Kevin Abrams is straight - no, seriously! I mean, yeah, he's spent years thinking and writing about gay Nazis. But his interest is strictly professional. 

All right, so he knows all the lyrics to Cabaret. Quit confusing the issue! Kevin is really, really, really worried about gay people serving openly in the U.S. military. Dismantle the "Don't Ask, Don't Tell" policy, he says, and we'll be overrun by a fascist homosexual strike force. It says so in his book, The Pink Swastika.

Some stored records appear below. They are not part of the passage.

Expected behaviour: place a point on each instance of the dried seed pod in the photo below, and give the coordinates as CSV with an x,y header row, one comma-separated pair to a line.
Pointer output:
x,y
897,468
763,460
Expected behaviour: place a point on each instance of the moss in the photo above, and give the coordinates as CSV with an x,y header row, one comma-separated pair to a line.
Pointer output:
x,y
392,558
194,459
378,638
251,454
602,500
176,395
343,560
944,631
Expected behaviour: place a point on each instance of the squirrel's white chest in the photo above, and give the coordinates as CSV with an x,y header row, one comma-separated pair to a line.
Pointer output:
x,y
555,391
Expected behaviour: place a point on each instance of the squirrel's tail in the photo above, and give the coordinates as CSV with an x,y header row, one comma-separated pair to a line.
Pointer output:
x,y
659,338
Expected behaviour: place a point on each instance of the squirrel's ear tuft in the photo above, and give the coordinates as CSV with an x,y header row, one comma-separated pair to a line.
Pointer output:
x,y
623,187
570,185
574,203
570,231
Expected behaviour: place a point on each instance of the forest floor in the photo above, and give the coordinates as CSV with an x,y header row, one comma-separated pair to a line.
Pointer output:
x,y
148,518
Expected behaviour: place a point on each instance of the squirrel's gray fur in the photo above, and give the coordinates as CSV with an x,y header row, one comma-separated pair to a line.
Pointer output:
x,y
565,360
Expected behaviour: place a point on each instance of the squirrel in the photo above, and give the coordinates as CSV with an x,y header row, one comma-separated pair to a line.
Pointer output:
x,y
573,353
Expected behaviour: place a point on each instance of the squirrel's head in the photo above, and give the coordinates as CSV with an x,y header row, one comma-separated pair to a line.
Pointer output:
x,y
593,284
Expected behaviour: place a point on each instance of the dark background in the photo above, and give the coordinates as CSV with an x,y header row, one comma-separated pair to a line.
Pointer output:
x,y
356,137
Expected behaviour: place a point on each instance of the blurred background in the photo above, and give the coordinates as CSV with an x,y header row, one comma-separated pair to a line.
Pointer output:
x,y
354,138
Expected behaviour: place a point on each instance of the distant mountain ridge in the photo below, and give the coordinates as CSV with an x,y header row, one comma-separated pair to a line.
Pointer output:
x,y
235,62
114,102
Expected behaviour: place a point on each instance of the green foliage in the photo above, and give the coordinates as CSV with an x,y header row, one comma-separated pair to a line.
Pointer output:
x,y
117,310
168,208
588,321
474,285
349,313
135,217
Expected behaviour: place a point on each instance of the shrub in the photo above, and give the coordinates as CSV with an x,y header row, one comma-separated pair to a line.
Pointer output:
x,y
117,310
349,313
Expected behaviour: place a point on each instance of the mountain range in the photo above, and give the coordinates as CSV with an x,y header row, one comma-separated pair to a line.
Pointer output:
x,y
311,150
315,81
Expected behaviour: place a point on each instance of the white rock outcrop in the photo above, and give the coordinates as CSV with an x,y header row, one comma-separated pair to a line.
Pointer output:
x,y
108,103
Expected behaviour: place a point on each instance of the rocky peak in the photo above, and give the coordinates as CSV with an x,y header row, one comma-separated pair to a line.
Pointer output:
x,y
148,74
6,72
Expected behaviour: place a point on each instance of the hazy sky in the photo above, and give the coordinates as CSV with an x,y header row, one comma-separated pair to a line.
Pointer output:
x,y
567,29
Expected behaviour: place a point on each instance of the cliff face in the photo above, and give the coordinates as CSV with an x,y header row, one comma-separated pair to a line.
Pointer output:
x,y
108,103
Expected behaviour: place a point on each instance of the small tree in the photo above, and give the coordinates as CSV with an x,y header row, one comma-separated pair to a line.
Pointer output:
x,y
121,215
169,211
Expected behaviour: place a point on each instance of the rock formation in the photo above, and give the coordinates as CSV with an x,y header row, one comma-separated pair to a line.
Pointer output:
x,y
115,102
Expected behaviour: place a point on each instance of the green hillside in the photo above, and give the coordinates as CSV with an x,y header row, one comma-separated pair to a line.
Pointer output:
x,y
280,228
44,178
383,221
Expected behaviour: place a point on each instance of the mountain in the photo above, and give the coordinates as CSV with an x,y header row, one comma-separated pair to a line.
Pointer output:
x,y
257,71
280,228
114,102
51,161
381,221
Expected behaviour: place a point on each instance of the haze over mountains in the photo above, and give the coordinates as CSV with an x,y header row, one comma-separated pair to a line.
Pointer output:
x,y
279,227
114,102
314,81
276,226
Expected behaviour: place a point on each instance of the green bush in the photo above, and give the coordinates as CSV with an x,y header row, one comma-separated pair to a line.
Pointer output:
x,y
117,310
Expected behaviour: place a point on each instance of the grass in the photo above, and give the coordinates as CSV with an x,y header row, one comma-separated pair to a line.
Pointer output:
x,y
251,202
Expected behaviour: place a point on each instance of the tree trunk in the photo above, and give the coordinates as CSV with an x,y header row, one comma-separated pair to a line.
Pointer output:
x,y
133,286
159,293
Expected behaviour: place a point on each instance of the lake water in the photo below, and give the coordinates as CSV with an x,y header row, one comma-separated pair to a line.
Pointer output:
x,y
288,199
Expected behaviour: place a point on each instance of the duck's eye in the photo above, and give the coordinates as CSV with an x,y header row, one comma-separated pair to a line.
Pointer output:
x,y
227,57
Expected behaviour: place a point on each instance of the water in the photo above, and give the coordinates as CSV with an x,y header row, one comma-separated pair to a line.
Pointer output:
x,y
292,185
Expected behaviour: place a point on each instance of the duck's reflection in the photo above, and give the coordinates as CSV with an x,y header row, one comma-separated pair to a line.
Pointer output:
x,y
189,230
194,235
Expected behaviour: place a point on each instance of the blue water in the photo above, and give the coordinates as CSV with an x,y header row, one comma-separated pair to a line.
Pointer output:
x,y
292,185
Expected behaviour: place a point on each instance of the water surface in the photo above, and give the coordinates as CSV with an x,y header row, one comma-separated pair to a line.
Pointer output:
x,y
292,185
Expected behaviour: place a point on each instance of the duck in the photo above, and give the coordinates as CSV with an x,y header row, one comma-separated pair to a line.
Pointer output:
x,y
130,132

"Certainly there would be a mass exodus of normal men from a homosexualized military," said Lively. "
And yes there would be severe morale problems for normal men forced to live as the objects of sexual interest of other men with whom they share close quarters."

Are you
 hard  scared yet? "Historically, male homosexuality was much more often associated with hyper-masculine warrior cults which were usually very brutal..."

I'm sure there was more to the story, but Kevin's voice trailed off, and he got this faraway look in his eyes, so I left him to his thoughts.

PS: I know that illustration is lame, but... well, you Google the phrase "gay Nazi" and show me an image I could have used without getting yelled at by Blogger.